I was in college, early eighties, working part-time during vacations answering phones in the sports department of the Sun-Times, and once again I found myself inside Billy Goat’s Tavern, hoping for a glimpse of my journalistic idol.
Royko was a regular but I always seemed to miss him until this one particular Friday, as he walked in and settled behind the bar. For an hour, maybe more, I worked up my courage to approach him, rehearsed what I would say (“Mr. Royko, I’ve always been a great admirer of your work” seemed like a good start). And finally, I actually got out of my chair and started in his direction.
My arm was out-stretched, ready to make my move, when a drunken patron cut me off.
“Hey Royko, that column of yours today was a load of crap,” the guy slurred.
But before he could go on, Royko reached into his pocket, pulled out a quarter and flicked it in the guy’s face.
“There’s your money back,” Royko snarled. “Now, f— off.”
Not long after engineering a quick about-face and shooting back to the safety of my table, I marveled at the brilliance of that move.
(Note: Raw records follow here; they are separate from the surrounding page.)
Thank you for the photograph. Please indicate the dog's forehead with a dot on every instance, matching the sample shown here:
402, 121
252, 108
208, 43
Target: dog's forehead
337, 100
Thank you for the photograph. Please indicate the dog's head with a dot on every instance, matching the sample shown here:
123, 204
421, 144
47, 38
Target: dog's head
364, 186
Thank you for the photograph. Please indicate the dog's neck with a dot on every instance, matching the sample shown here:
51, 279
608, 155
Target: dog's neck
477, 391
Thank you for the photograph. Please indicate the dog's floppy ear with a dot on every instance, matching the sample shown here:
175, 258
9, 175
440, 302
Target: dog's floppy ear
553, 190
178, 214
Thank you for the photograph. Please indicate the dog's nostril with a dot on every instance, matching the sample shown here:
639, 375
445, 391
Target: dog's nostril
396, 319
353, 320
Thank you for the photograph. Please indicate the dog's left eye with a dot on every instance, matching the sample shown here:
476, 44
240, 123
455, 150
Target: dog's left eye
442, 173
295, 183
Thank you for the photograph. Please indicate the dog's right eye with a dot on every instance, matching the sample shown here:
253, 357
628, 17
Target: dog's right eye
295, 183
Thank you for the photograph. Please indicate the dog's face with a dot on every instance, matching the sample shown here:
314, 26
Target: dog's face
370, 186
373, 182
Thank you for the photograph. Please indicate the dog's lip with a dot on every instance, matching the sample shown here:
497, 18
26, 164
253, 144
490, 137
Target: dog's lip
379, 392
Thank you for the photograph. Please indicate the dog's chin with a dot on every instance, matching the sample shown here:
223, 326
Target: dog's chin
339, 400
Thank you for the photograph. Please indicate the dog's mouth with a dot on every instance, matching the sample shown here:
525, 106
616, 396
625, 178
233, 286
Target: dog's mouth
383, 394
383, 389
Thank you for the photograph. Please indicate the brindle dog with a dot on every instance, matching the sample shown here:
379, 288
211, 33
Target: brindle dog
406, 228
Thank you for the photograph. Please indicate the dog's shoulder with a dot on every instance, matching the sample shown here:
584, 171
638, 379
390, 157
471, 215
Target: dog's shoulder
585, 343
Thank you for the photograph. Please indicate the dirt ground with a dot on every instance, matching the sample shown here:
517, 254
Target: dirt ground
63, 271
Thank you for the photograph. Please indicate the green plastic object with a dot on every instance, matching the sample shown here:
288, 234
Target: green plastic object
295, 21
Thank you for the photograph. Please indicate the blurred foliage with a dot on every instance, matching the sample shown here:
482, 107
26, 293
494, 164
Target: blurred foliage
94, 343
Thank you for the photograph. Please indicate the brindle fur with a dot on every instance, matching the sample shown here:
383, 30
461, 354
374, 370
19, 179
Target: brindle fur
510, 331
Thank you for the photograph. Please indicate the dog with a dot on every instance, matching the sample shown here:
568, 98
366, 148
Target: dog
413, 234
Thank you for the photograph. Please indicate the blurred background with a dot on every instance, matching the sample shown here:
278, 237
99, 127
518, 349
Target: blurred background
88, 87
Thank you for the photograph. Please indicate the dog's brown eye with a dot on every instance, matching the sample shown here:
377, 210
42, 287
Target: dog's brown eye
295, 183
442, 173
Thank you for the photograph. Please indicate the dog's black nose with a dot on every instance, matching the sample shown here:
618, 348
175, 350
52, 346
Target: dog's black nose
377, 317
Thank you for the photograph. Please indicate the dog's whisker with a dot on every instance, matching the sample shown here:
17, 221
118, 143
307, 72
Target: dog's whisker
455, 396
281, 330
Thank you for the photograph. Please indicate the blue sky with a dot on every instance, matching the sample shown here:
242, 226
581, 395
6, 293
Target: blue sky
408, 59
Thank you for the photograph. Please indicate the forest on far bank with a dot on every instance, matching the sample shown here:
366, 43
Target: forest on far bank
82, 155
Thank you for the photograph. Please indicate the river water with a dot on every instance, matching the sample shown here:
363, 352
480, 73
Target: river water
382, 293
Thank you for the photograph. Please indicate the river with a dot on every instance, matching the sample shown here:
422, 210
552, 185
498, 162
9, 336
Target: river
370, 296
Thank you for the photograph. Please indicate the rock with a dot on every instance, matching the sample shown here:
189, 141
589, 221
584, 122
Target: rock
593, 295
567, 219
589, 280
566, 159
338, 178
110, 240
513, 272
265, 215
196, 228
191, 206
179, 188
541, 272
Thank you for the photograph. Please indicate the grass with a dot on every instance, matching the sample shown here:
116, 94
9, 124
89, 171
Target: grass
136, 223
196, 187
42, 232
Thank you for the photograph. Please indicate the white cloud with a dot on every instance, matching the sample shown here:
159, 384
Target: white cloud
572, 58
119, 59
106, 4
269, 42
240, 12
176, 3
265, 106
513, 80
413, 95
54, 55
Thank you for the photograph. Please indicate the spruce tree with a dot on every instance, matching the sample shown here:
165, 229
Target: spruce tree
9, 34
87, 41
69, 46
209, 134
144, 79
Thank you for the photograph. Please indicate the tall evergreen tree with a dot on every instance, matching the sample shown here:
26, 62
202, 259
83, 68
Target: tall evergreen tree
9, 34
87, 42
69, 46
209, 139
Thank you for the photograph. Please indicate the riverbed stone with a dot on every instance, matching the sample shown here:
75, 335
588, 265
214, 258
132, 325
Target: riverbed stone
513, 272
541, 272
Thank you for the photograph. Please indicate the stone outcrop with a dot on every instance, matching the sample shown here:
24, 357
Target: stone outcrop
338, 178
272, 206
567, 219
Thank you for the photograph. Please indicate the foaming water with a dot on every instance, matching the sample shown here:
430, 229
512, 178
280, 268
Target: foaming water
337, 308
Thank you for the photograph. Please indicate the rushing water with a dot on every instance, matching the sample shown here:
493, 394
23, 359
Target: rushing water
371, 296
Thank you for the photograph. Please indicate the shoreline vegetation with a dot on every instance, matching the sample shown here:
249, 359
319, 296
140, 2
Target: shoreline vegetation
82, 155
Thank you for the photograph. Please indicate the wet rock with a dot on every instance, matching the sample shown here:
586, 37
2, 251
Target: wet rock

For a quarter, we got Mike Royko. We got his Pulitzer Prize-winning wit and cynical best in its perfect literary simplicity. We got a lot more for a quarter and for a while, we got it for 50 cents and then 75 cents, still a lot more bang for the buck than your average bottle of fake spring water.
I believed that with all my heart. And so I would tell the story to kids, imploring them to get into the habit of reading the newspaper, even just glance at the headlines.
I found myself telling them that again Friday and the kids didn’t even look too bored. I was quite pleased with myself actually, as I snuck a glance at my daughter, who looked at me almost approvingly.
“It wasn’t too bad,” she said afterward in one of those proud mother-daughter moments to savor.